Signed-off-by: Sriharsha Basavapatna <sriharsha.basavapatna@broadcom.com>
Signed-off-by: David S. Miller <davem@davemloft.net>
(cherry picked from commit f3d6ad84807254954fc69bdebb6123e5a2883baf)
Signed-off-by: Brian Maly <brian.maly@oracle.com>
Signed-off-by: Dhaval Giani <dhaval.giani@oracle.com>

be2net: Update Copyright string in be_hw.h

Orabug: 25570957

This patch updates the year and company name in the copyright string
in be_hw.h.

Signed-off-by: Sriharsha Basavapatna <sriharsha.basavapatna@broadcom.com>
Signed-off-by: David S. Miller <davem@davemloft.net>
(cherry picked from commit 77b696cba961bb6e88aeba36253849443f9a4186)
Signed-off-by: Brian Maly <brian.maly@oracle.com>
Signed-off-by: Dhaval Giani <dhaval.giani@oracle.com>

be2net: NCSI FW section should be properly updated with ethtool for BE3

Orabug: 25570957

The driver has a check to ensure that NCSI FW section is updated only
if the current FW version in the card supports it. This FW version check
is done using memcmp() which obviously fails in some cases. Fix this by
breaking up the version string into integer version components and
comparing them.

Signed-off-by: Sriharsha Basavapatna <sriharsha.basavapatna@broadcom.com>
Signed-off-by: David S. Miller <davem@davemloft.net>
(cherry picked from commit f5ef017e1195d0a8c69a82bf95fea9c776b93ff0)
Signed-off-by: Brian Maly <brian.maly@oracle.com>
Signed-off-by: Dhaval Giani <dhaval.giani@oracle.com>

be2net: Provide an alternate way to read pf_num for BEx chips

Orabug: 25570957

The driver gets the pf_num for Skyhawk and Lancer using
GET_FUNC_CONFIG FW command. But since that command is not
supported in BEx, we need to get it from some other command.
Otherwise TPE recovery would fail since all NIC PFs would
end up with a func num of 0. There's a pci function number
field in the response of GET_CNTL_ATTRIBUTES command that
can be read to get the same info for BEx adapters.

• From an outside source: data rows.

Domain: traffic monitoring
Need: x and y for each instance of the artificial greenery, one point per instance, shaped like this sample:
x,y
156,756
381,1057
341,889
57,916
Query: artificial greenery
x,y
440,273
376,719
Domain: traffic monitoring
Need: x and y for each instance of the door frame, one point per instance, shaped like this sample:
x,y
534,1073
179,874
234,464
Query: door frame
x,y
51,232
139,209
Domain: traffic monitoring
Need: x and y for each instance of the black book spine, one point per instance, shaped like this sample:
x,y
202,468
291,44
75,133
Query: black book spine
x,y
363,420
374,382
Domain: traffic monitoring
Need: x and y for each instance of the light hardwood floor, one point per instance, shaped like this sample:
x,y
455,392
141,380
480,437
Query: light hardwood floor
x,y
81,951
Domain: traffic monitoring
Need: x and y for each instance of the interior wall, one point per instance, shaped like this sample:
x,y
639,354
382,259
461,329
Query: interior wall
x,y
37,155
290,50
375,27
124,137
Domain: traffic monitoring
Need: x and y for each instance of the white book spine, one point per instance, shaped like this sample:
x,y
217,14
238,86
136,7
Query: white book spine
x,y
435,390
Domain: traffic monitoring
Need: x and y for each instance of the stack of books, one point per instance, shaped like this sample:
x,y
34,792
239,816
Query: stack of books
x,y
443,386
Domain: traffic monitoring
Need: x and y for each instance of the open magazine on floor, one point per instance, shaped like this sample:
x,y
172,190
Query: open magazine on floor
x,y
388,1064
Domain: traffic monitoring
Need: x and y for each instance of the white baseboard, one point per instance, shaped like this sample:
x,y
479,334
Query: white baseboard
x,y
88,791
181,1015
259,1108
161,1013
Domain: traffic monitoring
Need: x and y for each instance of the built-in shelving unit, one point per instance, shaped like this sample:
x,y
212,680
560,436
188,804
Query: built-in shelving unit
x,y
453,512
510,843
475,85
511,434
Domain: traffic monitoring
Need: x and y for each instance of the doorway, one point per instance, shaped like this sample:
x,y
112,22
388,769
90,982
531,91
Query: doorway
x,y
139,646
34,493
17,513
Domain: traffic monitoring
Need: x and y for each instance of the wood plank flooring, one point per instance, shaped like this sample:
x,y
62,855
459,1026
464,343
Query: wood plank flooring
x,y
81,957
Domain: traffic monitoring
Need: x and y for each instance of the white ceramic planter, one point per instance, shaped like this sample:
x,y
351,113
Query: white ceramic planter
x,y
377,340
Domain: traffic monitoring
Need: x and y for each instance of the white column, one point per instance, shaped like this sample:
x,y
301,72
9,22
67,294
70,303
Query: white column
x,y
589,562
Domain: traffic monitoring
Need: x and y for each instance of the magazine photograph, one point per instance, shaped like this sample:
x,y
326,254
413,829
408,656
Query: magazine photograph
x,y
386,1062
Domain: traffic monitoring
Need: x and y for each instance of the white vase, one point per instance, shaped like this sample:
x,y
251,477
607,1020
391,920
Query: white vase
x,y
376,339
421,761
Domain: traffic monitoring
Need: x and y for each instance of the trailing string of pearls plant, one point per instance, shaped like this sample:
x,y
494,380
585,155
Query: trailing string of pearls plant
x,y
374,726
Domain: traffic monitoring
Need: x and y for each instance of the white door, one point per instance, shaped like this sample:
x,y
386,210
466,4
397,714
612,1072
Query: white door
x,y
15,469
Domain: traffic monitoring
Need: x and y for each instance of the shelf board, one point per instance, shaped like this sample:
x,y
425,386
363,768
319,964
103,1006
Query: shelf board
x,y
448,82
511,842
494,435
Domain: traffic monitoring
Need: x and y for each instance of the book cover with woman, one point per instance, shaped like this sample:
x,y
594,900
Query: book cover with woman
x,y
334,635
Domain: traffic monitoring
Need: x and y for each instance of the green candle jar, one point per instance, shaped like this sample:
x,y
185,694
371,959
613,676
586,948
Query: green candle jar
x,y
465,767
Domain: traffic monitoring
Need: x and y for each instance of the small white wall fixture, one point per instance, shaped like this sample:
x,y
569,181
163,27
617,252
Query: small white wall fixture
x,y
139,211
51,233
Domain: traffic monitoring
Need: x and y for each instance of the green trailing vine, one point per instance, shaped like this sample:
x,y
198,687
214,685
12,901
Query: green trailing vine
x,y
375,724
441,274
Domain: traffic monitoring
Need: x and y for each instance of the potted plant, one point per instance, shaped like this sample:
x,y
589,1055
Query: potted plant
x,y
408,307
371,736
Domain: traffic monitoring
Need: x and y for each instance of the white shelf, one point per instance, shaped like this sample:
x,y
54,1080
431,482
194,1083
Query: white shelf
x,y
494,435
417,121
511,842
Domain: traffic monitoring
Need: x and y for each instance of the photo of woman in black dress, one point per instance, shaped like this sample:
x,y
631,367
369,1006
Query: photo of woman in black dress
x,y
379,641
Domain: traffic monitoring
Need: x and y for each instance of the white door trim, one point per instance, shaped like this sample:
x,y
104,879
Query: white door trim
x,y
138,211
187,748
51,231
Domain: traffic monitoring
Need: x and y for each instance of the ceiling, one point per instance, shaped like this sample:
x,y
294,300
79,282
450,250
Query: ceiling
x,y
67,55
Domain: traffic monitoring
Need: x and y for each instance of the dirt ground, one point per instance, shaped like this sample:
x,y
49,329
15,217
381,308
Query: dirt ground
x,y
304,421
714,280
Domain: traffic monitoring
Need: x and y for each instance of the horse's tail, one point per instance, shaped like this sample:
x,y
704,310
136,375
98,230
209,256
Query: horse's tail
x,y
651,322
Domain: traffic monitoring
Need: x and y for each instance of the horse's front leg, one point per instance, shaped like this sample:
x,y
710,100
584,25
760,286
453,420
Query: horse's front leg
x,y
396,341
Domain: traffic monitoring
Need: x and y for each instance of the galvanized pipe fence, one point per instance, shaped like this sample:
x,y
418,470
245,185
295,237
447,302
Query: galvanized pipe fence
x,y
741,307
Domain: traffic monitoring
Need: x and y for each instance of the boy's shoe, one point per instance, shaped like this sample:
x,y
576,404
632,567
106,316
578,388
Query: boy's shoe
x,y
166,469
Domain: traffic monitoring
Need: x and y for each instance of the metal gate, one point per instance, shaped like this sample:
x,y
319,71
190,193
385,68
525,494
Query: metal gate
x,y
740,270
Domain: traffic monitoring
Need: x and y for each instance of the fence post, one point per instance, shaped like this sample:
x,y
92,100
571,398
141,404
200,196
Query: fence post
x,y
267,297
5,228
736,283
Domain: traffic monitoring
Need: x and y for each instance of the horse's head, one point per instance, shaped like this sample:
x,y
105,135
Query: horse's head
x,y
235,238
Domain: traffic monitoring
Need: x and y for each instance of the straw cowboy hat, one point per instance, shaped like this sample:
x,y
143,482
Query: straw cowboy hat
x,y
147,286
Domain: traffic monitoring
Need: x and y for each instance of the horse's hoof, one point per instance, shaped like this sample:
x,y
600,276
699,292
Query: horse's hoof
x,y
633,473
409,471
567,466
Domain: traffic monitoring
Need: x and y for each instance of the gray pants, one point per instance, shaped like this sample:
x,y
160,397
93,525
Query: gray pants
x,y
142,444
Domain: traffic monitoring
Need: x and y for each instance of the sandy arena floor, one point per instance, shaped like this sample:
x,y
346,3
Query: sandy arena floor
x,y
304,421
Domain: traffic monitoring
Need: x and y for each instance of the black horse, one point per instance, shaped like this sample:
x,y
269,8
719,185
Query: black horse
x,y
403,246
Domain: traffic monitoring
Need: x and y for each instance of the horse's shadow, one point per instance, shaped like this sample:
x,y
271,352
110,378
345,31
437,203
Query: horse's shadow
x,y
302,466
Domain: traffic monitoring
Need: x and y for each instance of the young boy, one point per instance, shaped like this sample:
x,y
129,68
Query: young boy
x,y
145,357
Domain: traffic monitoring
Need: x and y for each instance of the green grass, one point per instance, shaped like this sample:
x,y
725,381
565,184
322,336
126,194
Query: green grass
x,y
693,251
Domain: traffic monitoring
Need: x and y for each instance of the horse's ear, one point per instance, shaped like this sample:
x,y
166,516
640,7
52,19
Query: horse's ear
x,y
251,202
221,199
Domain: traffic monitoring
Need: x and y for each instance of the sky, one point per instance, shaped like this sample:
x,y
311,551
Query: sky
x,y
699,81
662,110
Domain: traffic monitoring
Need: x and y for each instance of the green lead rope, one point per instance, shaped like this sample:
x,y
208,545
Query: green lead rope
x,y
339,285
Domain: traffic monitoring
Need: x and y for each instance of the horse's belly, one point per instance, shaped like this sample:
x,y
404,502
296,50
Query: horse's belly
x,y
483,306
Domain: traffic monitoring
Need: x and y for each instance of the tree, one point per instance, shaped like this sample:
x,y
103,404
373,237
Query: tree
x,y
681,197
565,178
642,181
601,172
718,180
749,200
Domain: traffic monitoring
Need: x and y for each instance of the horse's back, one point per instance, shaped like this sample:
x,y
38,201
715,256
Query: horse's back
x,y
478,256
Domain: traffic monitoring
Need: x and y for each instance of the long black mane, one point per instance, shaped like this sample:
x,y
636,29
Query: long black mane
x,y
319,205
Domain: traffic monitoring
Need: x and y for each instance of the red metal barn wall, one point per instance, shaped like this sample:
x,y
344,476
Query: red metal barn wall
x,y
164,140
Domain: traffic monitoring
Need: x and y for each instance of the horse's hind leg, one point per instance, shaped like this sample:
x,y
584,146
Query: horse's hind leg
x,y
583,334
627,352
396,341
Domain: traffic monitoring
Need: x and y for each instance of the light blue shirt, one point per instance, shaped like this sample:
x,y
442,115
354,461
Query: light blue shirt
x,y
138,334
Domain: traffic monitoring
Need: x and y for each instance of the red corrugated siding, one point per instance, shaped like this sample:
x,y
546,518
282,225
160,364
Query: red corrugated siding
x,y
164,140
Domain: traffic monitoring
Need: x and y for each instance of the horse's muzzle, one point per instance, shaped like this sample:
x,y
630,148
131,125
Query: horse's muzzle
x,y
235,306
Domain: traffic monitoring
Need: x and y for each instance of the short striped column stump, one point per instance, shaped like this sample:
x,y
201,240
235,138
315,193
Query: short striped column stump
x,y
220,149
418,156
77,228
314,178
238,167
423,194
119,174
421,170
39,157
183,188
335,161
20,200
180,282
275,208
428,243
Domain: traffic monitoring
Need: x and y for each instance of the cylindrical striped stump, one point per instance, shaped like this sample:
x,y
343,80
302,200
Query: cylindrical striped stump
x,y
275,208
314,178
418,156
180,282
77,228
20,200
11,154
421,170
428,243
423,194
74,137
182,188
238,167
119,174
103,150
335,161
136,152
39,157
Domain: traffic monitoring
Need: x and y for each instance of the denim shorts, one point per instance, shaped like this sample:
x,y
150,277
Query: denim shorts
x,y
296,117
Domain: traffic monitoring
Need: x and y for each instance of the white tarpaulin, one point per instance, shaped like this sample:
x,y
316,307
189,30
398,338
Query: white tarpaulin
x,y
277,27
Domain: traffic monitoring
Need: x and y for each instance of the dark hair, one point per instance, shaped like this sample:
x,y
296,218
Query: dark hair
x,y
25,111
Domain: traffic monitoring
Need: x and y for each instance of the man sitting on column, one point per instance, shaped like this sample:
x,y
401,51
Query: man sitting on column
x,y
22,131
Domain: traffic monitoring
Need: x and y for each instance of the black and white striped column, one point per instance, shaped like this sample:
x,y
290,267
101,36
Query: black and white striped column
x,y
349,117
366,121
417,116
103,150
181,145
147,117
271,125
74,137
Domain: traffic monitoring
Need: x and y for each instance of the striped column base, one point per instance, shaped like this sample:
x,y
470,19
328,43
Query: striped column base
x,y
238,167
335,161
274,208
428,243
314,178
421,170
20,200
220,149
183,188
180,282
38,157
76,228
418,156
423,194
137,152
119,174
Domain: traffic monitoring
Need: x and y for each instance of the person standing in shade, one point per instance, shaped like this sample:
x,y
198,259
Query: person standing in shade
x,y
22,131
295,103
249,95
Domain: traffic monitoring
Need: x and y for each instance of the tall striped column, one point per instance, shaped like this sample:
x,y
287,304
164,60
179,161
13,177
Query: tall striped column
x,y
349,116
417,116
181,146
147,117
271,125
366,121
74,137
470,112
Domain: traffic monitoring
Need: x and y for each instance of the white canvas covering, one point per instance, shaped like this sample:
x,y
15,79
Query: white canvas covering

Signed-off-by: Sriharsha Basavapatna <sriharsha.basavapatna@broadcom.com>
Signed-off-by: David S. Miller <davem@davemloft.net>
(cherry picked from commit 6ee080bb09889dc0195a9c659288d17999237fb6)
Signed-off-by: Brian Maly <brian.maly@oracle.com>
Signed-off-by: Dhaval Giani <dhaval.giani@oracle.com>

be2net: mark symbols static where possible

Orabug: 25570957

We get 4 warnings when building kernel with W=1:
drivers/net/ethernet/emulex/benet/be_main.c:4368:6: warning: no previous prototype for 'be_calculate_pf_pool_rss_tables' [-Wmissing-prototypes]
drivers/net/ethernet/emulex/benet/be_cmds.c:4385:5: warning: no previous prototype for 'be_get_nic_pf_num_list' [-Wmissing-prototypes]
drivers/net/ethernet/emulex/benet/be_cmds.c:4537:6: warning: no previous prototype for 'be_reset_nic_desc' [-Wmissing-prototypes]
drivers/net/ethernet/emulex/benet/be_cmds.c:4910:5: warning: no previous prototype for '__be_cmd_set_logical_link_config' [-Wmissing-prototypes]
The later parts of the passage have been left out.